As it can be seen iscsi initiator was able to reconnect da3 and da2. the other 2 devices are missing. it is not possible to logout of these portals using command "iscsictl -R -p 10.4.1.15:3260". It is neither possible to add the path again manually. Note: This is the same block device seen over 4 different paths.

Stuck in this situation we see messages in the kernel log:

Dec 13 12:01:24.567 hostname kernel: WARNING: 10.4.1.15:3260 (iqn.2010-06.com.purestorage:flasharray.XXX): no ping reply (NOP-In) after 5 seconds; reconnecting
Dec 13 12:01:24.567 hostname kernel: WARNING: 10.4.1.15:3260 (iqn.2010-06.com.purestorage:flasharray.XXX): no ping reply (NOP-In) after 5 seconds; reconnecting

Note: This messages only appear for one of the two defective target portals.
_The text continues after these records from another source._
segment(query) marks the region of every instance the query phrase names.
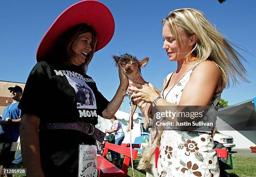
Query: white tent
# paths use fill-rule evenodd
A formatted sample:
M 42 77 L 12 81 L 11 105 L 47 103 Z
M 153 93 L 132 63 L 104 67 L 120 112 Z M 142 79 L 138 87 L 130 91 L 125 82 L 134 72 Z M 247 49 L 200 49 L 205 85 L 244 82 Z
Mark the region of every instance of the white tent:
M 256 146 L 256 99 L 219 110 L 217 130 L 233 137 L 236 144 L 234 148 Z
M 118 111 L 115 115 L 118 120 L 121 123 L 122 127 L 125 133 L 125 139 L 123 143 L 129 143 L 130 132 L 127 131 L 129 127 L 129 114 L 121 111 Z M 136 137 L 141 136 L 141 120 L 143 118 L 141 114 L 135 113 L 133 115 L 133 128 L 131 131 L 132 143 L 134 142 Z M 98 116 L 98 124 L 95 126 L 102 131 L 105 132 L 106 129 L 110 129 L 112 125 L 110 120 Z

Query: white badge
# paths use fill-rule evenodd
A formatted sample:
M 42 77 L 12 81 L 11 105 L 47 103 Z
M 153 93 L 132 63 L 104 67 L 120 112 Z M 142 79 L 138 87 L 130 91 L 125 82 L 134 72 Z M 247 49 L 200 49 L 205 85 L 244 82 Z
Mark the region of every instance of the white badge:
M 95 145 L 79 145 L 78 177 L 97 177 L 97 148 Z

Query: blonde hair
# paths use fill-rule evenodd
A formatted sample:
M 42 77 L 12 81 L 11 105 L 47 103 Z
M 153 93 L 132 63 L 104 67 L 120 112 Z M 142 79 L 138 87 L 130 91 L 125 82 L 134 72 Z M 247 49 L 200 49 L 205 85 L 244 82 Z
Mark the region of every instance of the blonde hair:
M 217 30 L 206 20 L 202 13 L 196 9 L 184 8 L 172 11 L 162 21 L 173 33 L 179 46 L 181 45 L 178 28 L 181 27 L 188 36 L 196 35 L 198 39 L 191 53 L 199 60 L 197 63 L 206 60 L 215 63 L 221 70 L 223 78 L 223 89 L 230 85 L 230 78 L 234 83 L 240 83 L 238 77 L 249 82 L 247 71 L 241 58 L 245 58 L 230 45 Z

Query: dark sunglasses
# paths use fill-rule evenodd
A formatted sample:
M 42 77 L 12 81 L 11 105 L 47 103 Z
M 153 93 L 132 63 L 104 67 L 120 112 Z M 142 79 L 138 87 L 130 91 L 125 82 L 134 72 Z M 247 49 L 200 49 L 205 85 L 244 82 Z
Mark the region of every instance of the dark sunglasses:
M 18 90 L 11 90 L 10 91 L 10 93 L 12 93 L 13 91 L 14 93 L 17 93 L 20 92 L 20 91 L 18 91 Z

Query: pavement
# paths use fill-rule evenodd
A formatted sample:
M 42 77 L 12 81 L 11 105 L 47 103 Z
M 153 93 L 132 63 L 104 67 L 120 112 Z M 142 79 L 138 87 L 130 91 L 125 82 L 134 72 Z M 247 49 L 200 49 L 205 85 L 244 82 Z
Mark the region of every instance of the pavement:
M 244 156 L 256 157 L 256 153 L 251 152 L 251 149 L 234 149 L 232 148 L 231 152 L 234 157 Z

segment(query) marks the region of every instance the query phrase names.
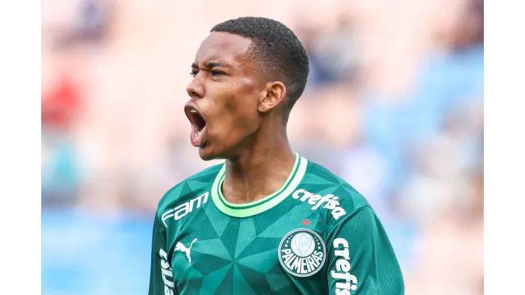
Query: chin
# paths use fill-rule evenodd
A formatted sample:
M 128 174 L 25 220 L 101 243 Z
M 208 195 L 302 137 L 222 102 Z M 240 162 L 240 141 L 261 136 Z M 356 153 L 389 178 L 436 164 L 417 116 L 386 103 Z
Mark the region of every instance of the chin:
M 204 161 L 210 161 L 211 160 L 220 159 L 221 155 L 217 152 L 214 152 L 213 149 L 210 148 L 209 145 L 204 145 L 204 146 L 199 147 L 199 156 L 201 159 Z

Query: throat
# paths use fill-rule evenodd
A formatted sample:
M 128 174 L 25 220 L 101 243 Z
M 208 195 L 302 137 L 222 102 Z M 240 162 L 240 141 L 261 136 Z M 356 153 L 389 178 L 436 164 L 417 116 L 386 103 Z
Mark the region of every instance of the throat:
M 288 157 L 260 159 L 244 167 L 226 160 L 226 176 L 221 188 L 224 199 L 231 204 L 245 204 L 278 192 L 293 174 L 296 157 L 299 156 L 289 152 Z

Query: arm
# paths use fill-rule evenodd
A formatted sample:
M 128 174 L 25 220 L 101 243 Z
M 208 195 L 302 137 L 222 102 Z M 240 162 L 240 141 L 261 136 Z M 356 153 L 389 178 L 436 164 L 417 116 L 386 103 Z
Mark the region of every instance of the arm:
M 173 295 L 173 271 L 166 252 L 166 228 L 155 214 L 151 250 L 151 270 L 148 295 Z
M 326 277 L 331 295 L 402 295 L 397 259 L 380 221 L 368 206 L 328 231 Z

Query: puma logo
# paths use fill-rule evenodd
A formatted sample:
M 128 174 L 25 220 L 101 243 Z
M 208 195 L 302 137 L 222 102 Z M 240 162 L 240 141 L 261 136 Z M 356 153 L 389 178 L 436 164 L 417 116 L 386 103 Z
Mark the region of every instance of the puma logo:
M 182 251 L 186 253 L 186 256 L 188 257 L 188 262 L 192 263 L 192 257 L 189 256 L 189 250 L 192 250 L 192 246 L 193 246 L 193 243 L 195 243 L 197 240 L 197 238 L 193 239 L 193 241 L 191 244 L 189 244 L 189 247 L 187 248 L 186 246 L 184 245 L 180 242 L 177 242 L 177 245 L 175 245 L 175 251 L 177 251 L 177 250 L 179 251 Z

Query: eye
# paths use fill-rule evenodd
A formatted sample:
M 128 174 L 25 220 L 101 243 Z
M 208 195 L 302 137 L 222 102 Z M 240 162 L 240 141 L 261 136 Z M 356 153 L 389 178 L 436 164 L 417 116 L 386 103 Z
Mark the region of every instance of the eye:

We have the following iscsi sysctl's set:

kern.iscsi.fail_on_shutdown: 1
kern.iscsi.fail_on_disconnection: 1
kern.iscsi.maxtags: 255
kern.iscsi.login_timeout: 60
kern.iscsi.iscsid_timeout: 60
kern.iscsi.ping_timeout: 5


We see this behaviour with different iscsi target vendors (Pure Storage, NetApp eSeries) on multiple different FreeBSD 11.3 hosts. The only solution we have found so far is a reboot of the affected host.
Comment 1 Ben RUBSON 2019-12-13 15:08:05 UTC
Do you use jumbo frames ?
Could be lack of mbuf_jumbo_9k (vmstat -z should tell you).
If so, a workaround is to decrease the MTU until 9K mbufs are not more used.
On my systems it gives a 4072 bytes MTU.
Of course it's just a workaround, as decreasing MTU increases overhead...
Comment 2 info 2019-12-13 15:17:15 UTC
(In reply to Ben RUBSON from comment #1)

no, we do not use jumbo frames:

[root@xxx:~] # ifconfig | grep mtu
ix0: flags=8843<UP,BROADCAST,RUNNING,SIMPLEX,MULTICAST> metric 0 mtu 1500
ix1: flags=8843<UP,BROADCAST,RUNNING,SIMPLEX,MULTICAST> metric 0 mtu 1500
lo0: flags=8049<UP,LOOPBACK,RUNNING,MULTICAST> metric 0 mtu 16384
enc0: flags=0<> metric 0 mtu 1536
pfsync0: flags=0<> metric 0 mtu 1500
pflog0: flags=0<> metric 0 mtu 33160
lagg0: flags=8843<UP,BROADCAST,RUNNING,SIMPLEX,MULTICAST> metric 0 mtu 1500
lagg0.10: flags=8843<UP,BROADCAST,RUNNING,SIMPLEX,MULTICAST> metric 0 mtu 1500
lagg0.800: flags=8843<UP,BROADCAST,RUNNING,SIMPLEX,MULTICAST> metric 0 mtu 1500

[root@xxx:~] # vmstat -z | grep mbuf_jumbo_9k
mbuf_jumbo_9k:         9216, 2420071,       0,       0,       0,   0,   0
Comment 3 commit-hook freebsd_committer 2020-01-15 04:31:17 UTC
A commit references this bug:

Author: meta
Date: Wed Jan 15 04:30:48 UTC 2020
New revision: 523079
URL: https://svnweb.freebsd.org/changeset/ports/523079

Log:
  sysutils/getssl: Update to 2.14

  2.14
    * Rebased master onto APIv2 and added Content-Type: application/jose+json

  PR:		242621
  Submitted by:	sanpei
  Approved by:	maintainer timeout

Changes:
  head/sysutils/getssl/Makefile
  head/sysutils/getssl/distinfo
Comment 4 Edward Tomasz Napierala freebsd_committer 2020-01-16 10:23:03 UTC
Can you enable debug messages (sysctl kern.iscsi.debug=10) and paste dmesg from when it happens?  Also, instead of rebooting, can you instead try 'iscsictl -M -e off' and then 'iscsictl -M -e on'?